Odd twists

Mar. 28th, 2007 08:58 pm
hrj: (Default)
[personal profile] hrj
So today's fire to put out was, "Put together a memo addressing the question of whether extended frozen storage time of component X correlates with failures of parameter Y, suggesting that we need to reduce the maximum allowed storage time. It shouldn't take you more than 10 minutes." Well, ok, the "ten minutes" thing is as standing joke between my boss and I. It took me pretty much all day just to put the data together because in all our several massive data systems, there is no straightforward way to identify all instances of component X nor all failures of parameter Y. And then just as I'm explaining how the data show that there's no correlation between frozen storage time and parameter failure, I realize that there is, in fact, an extremely strong correlation between the two -- it's just a negative one.

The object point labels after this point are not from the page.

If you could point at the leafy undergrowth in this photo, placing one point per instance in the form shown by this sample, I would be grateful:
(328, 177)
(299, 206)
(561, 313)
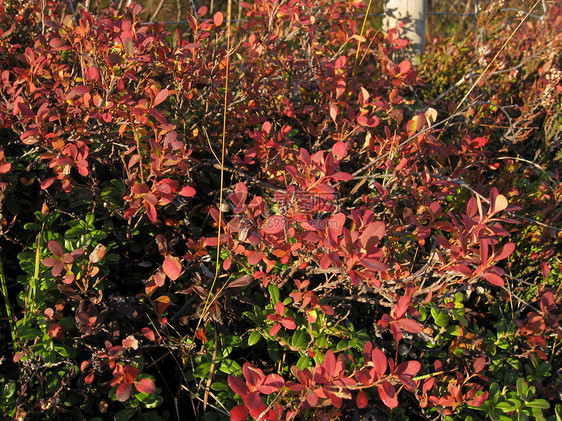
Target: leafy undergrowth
(214, 224)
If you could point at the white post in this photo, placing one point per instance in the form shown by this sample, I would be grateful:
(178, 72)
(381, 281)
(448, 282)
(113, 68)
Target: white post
(408, 16)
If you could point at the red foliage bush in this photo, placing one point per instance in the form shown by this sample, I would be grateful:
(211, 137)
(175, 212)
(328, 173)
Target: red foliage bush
(358, 232)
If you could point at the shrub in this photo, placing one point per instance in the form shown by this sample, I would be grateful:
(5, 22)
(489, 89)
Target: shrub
(245, 221)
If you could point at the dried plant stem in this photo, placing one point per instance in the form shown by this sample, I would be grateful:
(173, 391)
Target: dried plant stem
(361, 37)
(208, 301)
(9, 311)
(32, 291)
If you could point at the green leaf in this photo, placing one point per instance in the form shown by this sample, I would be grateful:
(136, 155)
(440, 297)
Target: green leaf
(125, 414)
(28, 333)
(151, 416)
(522, 386)
(441, 319)
(505, 406)
(90, 218)
(494, 392)
(274, 351)
(230, 367)
(219, 386)
(303, 362)
(274, 293)
(300, 339)
(202, 370)
(254, 338)
(539, 403)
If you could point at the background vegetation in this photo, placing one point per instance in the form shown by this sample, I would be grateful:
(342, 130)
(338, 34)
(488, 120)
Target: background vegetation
(279, 218)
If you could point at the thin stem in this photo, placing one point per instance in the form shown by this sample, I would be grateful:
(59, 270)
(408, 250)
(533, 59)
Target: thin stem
(361, 37)
(9, 311)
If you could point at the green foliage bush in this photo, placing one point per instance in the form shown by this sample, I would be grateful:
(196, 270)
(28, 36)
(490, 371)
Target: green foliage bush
(230, 222)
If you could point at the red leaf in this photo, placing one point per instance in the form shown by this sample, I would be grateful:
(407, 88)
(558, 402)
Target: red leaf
(271, 384)
(55, 248)
(408, 368)
(505, 251)
(145, 386)
(149, 334)
(241, 282)
(339, 150)
(253, 401)
(548, 303)
(479, 400)
(409, 325)
(45, 184)
(401, 307)
(151, 212)
(172, 267)
(187, 191)
(275, 329)
(280, 309)
(239, 413)
(373, 264)
(238, 386)
(161, 96)
(252, 374)
(312, 399)
(218, 19)
(289, 324)
(273, 225)
(372, 234)
(479, 364)
(362, 400)
(499, 201)
(330, 363)
(387, 394)
(124, 392)
(333, 112)
(380, 361)
(493, 279)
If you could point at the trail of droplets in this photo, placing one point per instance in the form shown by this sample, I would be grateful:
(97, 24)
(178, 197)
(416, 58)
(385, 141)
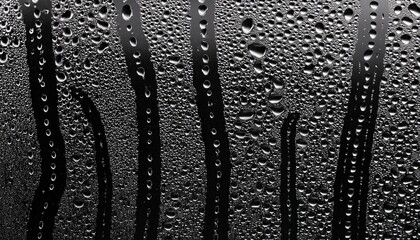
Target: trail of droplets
(166, 25)
(143, 81)
(288, 200)
(211, 111)
(393, 203)
(352, 176)
(279, 58)
(40, 57)
(89, 56)
(19, 159)
(103, 169)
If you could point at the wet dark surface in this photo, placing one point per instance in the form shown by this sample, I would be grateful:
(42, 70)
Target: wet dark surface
(209, 119)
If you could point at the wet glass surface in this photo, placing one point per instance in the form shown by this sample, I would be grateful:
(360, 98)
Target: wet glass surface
(204, 119)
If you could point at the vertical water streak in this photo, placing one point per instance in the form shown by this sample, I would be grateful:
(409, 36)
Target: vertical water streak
(288, 177)
(352, 175)
(40, 57)
(103, 168)
(143, 81)
(211, 111)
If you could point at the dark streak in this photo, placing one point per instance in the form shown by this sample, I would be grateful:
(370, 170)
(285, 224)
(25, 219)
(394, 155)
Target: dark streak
(53, 158)
(103, 168)
(288, 178)
(145, 87)
(364, 139)
(216, 188)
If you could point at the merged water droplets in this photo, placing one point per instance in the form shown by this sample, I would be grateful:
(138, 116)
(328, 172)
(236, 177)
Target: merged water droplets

Store X frozen for a short period and if fails Y; store X frozen for a long period and it doesn't fail Y. Counter-intuitive, but extremely fascinating. (Use X directly without freezing it and it may pass or fail. So things are a bit more complicated than that.) It was almost fascinating enough to have been worth staying late for an hour and a half to finish. I expect that first thing in the morning I'll be assigned some new aspect of the question. (I can think of a few ....) This is why I love my job.

Date: 2007-03-29 04:49 pm (UTC)
From: [identity profile] albionwood.livejournal.com
What analysis did you perform? What program(s) do you use for statistics?

I'm still new enough to statistical analysis to find it interesting...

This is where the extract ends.